Delivering these words, Beck’s eyebrows slant precipitously down toward her nose and her ruddy, wide face becomes an intimidating flank. Add a 10-gallon hat to her head and she’s sheer defiance.
The 68-year-old Beck is a force for rural interests in Salem and Washington. “She’s a tenacious battler,” says Bill Moore, the president-elect of OCA. But she’s at times so obstinate that she drives away even her farm allies and some say she may even do a disservice to rural interests.
During the past legislative session in Salem, she and OCA lobbied against a bill that would have granted limited compensation for livestock killed by wolves because the bill forced livestock owners to recover their carcasses in order to be paid and restricted their ability to kill problem wolves. The bill failed, over the objection of the Oregon Farm Bureau, and it leaves ranchers without any compensation program.

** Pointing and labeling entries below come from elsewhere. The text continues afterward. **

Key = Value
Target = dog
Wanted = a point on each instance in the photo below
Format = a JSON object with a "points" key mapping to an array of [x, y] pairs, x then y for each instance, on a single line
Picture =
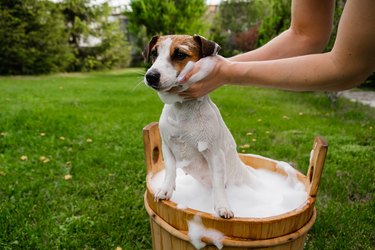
{"points": [[194, 135]]}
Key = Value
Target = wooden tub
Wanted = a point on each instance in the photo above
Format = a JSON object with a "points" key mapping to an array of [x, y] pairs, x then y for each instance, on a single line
{"points": [[286, 231]]}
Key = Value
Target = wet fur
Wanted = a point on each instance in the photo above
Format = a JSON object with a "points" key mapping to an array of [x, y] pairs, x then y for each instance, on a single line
{"points": [[194, 134]]}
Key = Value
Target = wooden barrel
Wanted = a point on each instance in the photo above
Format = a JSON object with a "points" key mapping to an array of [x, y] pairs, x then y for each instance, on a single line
{"points": [[169, 224]]}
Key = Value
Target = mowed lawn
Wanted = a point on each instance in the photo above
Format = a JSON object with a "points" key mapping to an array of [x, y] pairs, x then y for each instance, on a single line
{"points": [[72, 172]]}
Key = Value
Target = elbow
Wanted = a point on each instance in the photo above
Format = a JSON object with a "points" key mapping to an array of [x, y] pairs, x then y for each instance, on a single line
{"points": [[314, 42], [351, 79]]}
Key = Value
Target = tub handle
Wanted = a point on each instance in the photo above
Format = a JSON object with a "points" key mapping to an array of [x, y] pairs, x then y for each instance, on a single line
{"points": [[152, 147], [317, 159]]}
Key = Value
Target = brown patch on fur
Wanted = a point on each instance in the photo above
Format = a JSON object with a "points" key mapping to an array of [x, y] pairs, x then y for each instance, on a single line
{"points": [[187, 45]]}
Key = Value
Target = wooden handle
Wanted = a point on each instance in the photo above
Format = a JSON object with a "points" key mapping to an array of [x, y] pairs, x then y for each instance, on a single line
{"points": [[152, 147], [317, 158]]}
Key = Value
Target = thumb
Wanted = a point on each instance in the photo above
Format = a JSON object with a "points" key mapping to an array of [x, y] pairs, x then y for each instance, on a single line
{"points": [[186, 73]]}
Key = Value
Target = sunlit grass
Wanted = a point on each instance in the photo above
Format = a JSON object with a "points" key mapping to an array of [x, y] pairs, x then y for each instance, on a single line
{"points": [[72, 170]]}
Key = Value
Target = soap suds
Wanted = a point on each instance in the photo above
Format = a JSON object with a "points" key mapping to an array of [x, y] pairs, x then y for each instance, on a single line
{"points": [[197, 231], [202, 146], [276, 195]]}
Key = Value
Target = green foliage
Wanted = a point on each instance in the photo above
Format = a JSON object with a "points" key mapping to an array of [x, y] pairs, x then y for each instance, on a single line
{"points": [[33, 40], [235, 26], [39, 36], [101, 206], [84, 23], [277, 19], [155, 17]]}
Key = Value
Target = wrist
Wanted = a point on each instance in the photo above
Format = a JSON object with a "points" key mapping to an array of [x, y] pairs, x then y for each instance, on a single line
{"points": [[227, 71]]}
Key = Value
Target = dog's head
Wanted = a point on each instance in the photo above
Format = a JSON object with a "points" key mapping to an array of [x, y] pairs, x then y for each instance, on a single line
{"points": [[169, 55]]}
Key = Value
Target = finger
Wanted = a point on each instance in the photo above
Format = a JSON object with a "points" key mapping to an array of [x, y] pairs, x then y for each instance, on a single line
{"points": [[176, 89], [186, 70]]}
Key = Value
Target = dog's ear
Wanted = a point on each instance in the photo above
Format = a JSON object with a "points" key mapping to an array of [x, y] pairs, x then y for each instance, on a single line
{"points": [[208, 48], [147, 50]]}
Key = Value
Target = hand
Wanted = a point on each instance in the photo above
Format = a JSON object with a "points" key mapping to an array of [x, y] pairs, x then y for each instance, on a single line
{"points": [[204, 76]]}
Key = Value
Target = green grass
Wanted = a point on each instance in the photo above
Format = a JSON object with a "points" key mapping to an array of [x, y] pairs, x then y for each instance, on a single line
{"points": [[89, 127]]}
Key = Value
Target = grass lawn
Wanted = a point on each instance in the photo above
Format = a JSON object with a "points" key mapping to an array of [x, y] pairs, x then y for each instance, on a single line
{"points": [[72, 172]]}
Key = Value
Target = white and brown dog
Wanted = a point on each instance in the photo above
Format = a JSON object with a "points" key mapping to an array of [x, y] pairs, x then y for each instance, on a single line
{"points": [[194, 135]]}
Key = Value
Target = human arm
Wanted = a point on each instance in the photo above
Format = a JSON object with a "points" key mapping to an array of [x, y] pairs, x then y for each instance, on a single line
{"points": [[351, 60], [309, 32]]}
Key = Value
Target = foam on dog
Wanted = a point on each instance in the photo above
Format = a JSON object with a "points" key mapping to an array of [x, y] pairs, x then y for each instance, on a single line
{"points": [[276, 195]]}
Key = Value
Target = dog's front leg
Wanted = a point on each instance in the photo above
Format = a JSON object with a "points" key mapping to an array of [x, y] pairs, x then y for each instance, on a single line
{"points": [[169, 183], [216, 164]]}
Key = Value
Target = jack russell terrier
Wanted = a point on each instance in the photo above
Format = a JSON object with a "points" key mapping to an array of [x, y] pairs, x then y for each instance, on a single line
{"points": [[194, 135]]}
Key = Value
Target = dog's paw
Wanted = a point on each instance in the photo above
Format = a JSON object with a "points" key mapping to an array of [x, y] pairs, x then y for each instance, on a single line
{"points": [[224, 212], [163, 194]]}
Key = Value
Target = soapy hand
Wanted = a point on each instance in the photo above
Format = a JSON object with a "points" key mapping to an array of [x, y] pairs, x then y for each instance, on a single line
{"points": [[203, 77]]}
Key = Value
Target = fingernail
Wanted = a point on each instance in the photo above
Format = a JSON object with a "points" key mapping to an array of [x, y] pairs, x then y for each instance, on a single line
{"points": [[180, 78]]}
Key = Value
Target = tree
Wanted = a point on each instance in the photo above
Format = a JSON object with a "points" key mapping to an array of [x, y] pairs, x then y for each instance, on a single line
{"points": [[33, 40], [155, 17], [86, 23], [277, 19], [235, 26]]}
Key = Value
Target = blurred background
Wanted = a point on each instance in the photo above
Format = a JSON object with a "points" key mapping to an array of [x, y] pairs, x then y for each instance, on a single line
{"points": [[47, 36]]}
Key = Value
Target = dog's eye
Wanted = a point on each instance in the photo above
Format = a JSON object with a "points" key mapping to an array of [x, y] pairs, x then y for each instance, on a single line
{"points": [[154, 54], [178, 55]]}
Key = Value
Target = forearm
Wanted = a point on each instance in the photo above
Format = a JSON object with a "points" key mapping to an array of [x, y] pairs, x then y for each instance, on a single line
{"points": [[317, 72], [287, 44]]}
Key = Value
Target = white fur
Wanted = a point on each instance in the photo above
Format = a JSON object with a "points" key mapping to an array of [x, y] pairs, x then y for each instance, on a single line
{"points": [[195, 130]]}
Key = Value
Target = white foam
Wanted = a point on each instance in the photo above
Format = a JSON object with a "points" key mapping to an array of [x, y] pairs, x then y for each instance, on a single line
{"points": [[202, 146], [276, 194], [197, 231]]}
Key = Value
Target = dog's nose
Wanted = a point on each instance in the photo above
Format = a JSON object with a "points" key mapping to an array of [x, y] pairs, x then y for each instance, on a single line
{"points": [[153, 79]]}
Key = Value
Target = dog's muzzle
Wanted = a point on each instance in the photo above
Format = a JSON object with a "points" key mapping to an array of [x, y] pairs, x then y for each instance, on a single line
{"points": [[153, 79]]}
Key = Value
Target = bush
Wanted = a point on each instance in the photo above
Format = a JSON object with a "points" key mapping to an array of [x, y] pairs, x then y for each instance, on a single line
{"points": [[33, 40]]}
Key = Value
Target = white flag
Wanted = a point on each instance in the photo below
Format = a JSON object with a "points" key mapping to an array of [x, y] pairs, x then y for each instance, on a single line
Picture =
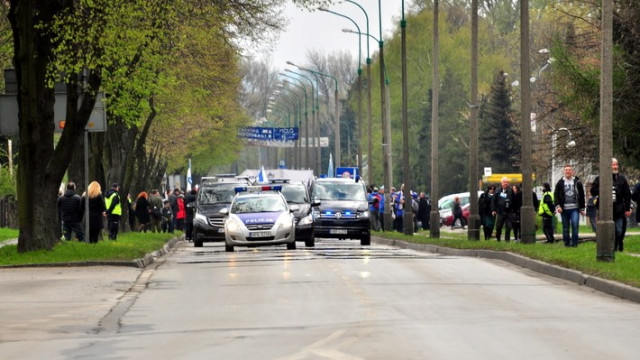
{"points": [[189, 179], [262, 176]]}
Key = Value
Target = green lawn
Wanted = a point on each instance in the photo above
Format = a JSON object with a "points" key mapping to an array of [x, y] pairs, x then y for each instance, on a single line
{"points": [[625, 268], [129, 246]]}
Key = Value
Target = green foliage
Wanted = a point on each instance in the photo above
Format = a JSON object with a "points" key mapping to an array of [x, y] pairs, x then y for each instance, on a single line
{"points": [[129, 246], [499, 134], [582, 258]]}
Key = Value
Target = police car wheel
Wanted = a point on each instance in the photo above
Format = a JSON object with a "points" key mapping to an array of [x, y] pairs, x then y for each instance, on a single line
{"points": [[196, 241], [310, 243]]}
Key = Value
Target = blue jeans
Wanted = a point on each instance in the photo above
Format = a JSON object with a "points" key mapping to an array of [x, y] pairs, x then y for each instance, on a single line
{"points": [[570, 217], [621, 226]]}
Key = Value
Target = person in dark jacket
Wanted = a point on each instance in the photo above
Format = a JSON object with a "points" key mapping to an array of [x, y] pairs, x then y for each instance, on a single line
{"points": [[424, 211], [484, 205], [621, 202], [514, 216], [70, 209], [501, 208], [114, 210], [456, 210], [570, 203], [143, 211], [97, 211], [546, 209], [189, 204]]}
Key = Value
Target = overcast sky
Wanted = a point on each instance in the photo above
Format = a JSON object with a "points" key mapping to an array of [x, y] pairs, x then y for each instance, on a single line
{"points": [[322, 31]]}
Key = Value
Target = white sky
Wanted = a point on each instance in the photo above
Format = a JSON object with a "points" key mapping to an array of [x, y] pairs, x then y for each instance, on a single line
{"points": [[322, 31]]}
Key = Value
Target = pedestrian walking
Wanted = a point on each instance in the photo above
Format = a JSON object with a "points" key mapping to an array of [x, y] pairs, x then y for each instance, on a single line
{"points": [[501, 208], [621, 196], [143, 211], [114, 210], [70, 209], [486, 217], [570, 203], [592, 212], [97, 211], [547, 211]]}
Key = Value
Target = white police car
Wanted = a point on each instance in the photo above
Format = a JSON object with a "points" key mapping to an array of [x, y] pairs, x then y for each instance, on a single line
{"points": [[259, 215]]}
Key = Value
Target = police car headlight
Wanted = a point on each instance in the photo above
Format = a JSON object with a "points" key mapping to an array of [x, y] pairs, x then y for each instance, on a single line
{"points": [[307, 220], [234, 225], [283, 222], [200, 218]]}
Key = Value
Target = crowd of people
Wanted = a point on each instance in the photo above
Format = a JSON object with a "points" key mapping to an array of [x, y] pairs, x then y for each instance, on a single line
{"points": [[499, 207], [148, 212], [420, 208]]}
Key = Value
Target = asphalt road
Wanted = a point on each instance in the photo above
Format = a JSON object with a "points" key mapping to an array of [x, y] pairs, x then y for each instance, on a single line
{"points": [[337, 301]]}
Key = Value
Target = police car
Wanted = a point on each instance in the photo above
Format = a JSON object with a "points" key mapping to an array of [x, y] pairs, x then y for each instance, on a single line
{"points": [[259, 215], [340, 209], [297, 193]]}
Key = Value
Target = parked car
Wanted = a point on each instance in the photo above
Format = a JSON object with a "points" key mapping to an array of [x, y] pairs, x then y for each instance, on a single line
{"points": [[297, 193], [445, 208], [214, 194], [340, 209], [258, 216]]}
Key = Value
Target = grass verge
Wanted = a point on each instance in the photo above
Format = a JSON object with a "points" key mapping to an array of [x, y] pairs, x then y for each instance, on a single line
{"points": [[129, 246], [583, 258]]}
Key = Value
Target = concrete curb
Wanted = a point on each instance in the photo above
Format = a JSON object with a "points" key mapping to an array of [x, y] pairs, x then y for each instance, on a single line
{"points": [[141, 263], [622, 291]]}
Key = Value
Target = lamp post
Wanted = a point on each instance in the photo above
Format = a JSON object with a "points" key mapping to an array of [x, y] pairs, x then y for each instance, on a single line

“When I’ve talked with Sharon one on one, I was surprised to find we weren’t that far apart on some things,” says Brett Brownscombe, formerly with the Hells Canyon Preservation Council in La Grande and a member, with Beck, of the now disbanded wolf advisory committee to the Fish and Wildlife Commission. “But the rhetoric she uses in public polarizes people. Everything is so black and white with her. In the long term, that doesn’t really address the urban-rural divide.”
Bouncing along a dirt track in Beck’s truck, 500 feet up the mountain above her house, one can see where she gets her passion. It’s a crisp day and the view stretches west across 60 miles of crystal sky to the Blue Mountains. In the golden valley below, the silver Grande Ronde River twirls north toward the Snake. In a stand of fir farther up the mountain, she stops the vehicle. This is potential wolf country.

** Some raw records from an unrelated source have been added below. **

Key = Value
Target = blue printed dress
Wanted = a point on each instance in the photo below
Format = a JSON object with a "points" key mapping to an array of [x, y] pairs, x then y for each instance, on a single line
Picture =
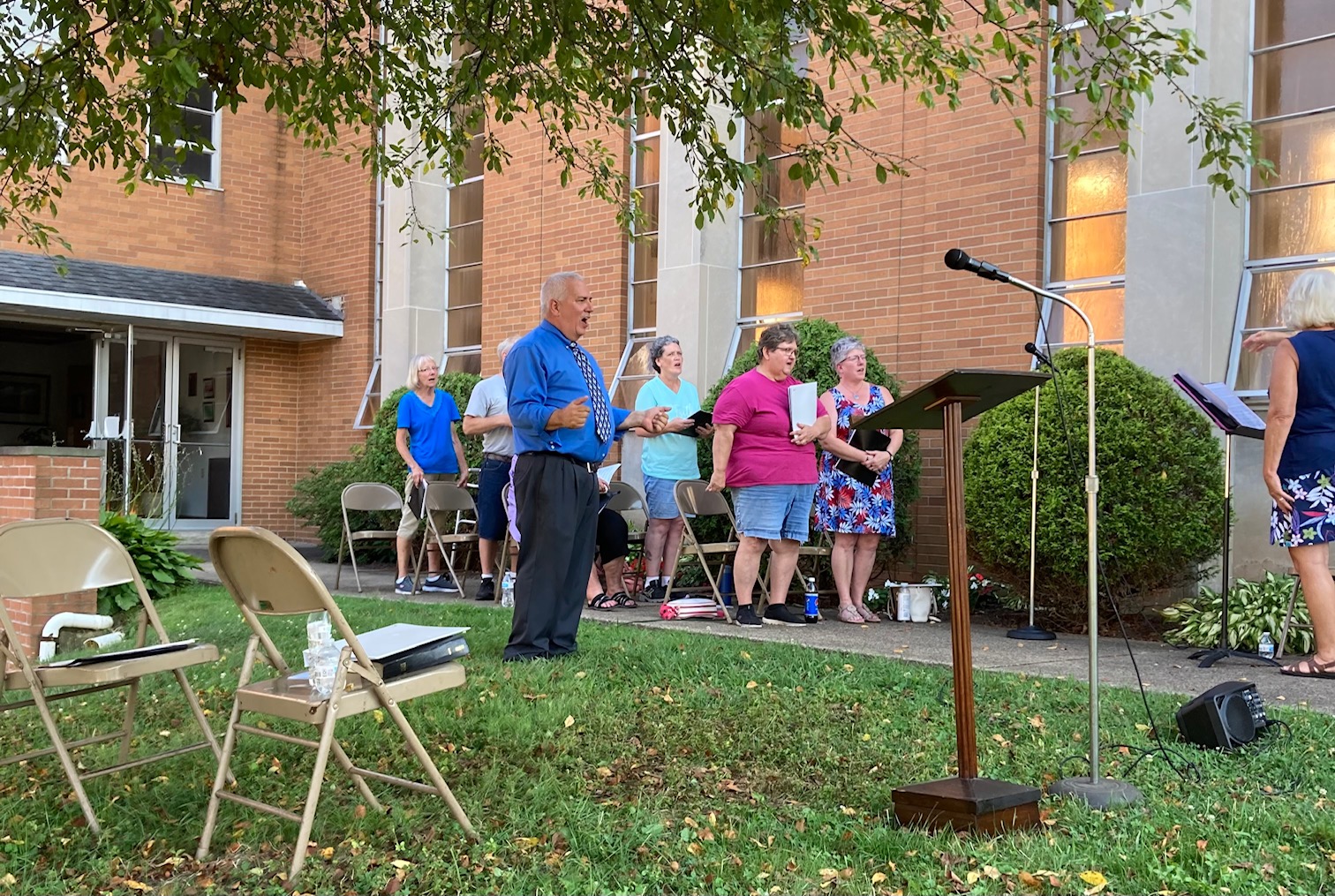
{"points": [[842, 504]]}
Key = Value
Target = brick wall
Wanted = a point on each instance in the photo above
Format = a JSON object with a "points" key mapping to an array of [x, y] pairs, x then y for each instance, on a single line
{"points": [[49, 484]]}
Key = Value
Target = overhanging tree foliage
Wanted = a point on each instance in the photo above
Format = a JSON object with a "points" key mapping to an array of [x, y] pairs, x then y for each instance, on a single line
{"points": [[81, 79]]}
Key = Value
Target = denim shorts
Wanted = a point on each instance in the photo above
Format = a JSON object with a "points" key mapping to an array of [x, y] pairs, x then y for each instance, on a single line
{"points": [[492, 517], [774, 510], [661, 497]]}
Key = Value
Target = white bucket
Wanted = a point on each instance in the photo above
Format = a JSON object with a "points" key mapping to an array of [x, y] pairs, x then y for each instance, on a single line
{"points": [[919, 599]]}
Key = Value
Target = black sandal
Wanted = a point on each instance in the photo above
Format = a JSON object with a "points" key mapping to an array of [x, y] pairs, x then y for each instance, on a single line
{"points": [[601, 602]]}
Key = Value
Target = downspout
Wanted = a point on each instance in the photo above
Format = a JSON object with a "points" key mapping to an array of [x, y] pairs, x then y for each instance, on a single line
{"points": [[51, 630]]}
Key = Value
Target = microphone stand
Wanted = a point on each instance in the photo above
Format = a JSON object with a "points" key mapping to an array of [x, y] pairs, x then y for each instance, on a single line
{"points": [[1034, 632], [1097, 791]]}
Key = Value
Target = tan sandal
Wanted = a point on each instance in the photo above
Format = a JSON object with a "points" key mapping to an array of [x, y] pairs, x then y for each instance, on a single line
{"points": [[850, 614]]}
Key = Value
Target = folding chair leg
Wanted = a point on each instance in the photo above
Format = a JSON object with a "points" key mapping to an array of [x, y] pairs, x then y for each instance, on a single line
{"points": [[1288, 619], [313, 794], [429, 765], [131, 704], [226, 758], [65, 761]]}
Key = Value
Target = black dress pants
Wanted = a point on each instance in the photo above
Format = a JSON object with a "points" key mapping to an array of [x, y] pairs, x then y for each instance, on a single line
{"points": [[557, 501]]}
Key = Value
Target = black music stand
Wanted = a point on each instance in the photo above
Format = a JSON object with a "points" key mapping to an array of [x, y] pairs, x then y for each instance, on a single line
{"points": [[965, 802], [1233, 417]]}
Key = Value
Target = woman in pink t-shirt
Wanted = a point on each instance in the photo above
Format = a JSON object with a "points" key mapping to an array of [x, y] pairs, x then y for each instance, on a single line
{"points": [[771, 468]]}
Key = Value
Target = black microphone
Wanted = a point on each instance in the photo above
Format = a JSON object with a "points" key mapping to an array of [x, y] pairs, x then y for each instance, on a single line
{"points": [[959, 260], [1034, 350]]}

In the summer, she and Bob put the cattle out to feed on these alpine grasses. With their herd spread throughout the forest, the Becks don’t give themselves much of a chance of stopping the predator. (There are no wolves yet; three wolves entered Oregon in recent years before being killed or captured.)

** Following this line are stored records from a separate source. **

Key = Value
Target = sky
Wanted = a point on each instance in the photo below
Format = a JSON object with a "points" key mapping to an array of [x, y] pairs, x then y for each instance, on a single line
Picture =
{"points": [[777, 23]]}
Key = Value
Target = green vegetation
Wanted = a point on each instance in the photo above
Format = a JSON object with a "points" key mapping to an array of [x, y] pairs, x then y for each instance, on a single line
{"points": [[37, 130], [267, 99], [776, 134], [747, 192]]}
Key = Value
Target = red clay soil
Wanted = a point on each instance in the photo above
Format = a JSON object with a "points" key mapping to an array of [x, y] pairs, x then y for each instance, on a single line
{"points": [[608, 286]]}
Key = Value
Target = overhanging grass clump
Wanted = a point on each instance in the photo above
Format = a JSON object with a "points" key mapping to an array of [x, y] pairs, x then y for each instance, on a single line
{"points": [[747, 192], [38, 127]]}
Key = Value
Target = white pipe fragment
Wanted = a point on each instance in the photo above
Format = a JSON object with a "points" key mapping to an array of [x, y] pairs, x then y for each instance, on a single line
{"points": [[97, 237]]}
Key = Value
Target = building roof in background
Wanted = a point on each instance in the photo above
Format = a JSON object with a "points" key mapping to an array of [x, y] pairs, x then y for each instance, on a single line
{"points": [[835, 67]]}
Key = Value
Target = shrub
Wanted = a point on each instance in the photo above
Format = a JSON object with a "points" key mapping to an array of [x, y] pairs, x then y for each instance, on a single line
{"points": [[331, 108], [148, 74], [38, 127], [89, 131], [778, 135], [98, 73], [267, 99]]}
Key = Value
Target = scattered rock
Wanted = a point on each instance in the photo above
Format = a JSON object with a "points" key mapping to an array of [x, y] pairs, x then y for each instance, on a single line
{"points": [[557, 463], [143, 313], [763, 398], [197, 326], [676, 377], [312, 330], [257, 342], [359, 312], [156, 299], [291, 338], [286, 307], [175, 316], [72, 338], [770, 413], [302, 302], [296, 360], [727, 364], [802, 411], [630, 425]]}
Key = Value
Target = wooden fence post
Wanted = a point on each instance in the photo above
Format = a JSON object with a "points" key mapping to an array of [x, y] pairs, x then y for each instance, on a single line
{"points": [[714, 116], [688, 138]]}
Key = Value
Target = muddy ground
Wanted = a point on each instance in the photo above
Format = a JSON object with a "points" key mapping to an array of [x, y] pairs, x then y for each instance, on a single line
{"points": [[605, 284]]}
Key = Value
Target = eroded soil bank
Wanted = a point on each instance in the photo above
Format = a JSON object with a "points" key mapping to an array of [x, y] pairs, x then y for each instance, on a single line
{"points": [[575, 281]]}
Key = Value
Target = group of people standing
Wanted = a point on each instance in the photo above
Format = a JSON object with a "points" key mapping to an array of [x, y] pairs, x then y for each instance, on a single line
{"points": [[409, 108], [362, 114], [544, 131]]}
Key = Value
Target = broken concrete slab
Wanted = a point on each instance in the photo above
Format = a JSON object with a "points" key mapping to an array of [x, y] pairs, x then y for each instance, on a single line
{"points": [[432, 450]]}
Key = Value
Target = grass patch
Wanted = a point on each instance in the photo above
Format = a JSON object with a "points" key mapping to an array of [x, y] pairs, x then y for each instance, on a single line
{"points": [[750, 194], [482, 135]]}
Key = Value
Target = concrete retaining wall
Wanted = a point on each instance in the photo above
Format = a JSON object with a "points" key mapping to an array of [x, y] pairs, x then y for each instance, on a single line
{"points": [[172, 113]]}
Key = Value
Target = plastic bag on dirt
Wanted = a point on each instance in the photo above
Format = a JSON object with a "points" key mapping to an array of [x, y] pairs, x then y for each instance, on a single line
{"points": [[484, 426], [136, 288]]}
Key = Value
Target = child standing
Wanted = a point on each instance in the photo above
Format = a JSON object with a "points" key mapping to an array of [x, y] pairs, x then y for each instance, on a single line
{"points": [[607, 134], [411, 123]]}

To brace for wolves’ inevitable arrival — and to protest it — Beck has urged ranchers to close their lands to hunting this winter. Ranchers say that will increase elk and deer populations to provide more food for wolves besides livestock. But the move also raises the stakes in the wolf debate by asking Oregon’s hunting community to choose sides. If hunters are angry about it, Beck says, “They’ll have to direct their displeasure to the fish and wildlife agency.”
Later in the day, after working her way back to her house, Beck strides across her lawn to a small outbuilding to point out a sign hanging there: It reads “Atisha.” It’s a souvenir from the late 1980s when the Becks rented pasture on Big Muddy Ranch near Antelope.
The ranch had been recently abandoned by the religious colony of Indian guru Rajneesh after he fled from immigration officials. Many of Rajneesh’s followers were still in the area and the Becks got to know them, warmed to their hybrid East-West philosophy, and even helped followers throw one final celebration of the Raj.
What were the Becks doing hanging out with a bunch of neo-hippies who’d been swept up by this cult of the Raj? A strange kinship had formed. These were people who, like the Becks, wanted to carve out a piece of the Oregon outback and do their own thing. “If people had just left them alone to build what they wanted,’’ Beck says, “there wouldn’t have been so much trouble.”
They only wanted their freedom. And Sharon Beck would recognize brothers-inarms in that struggle anywhere.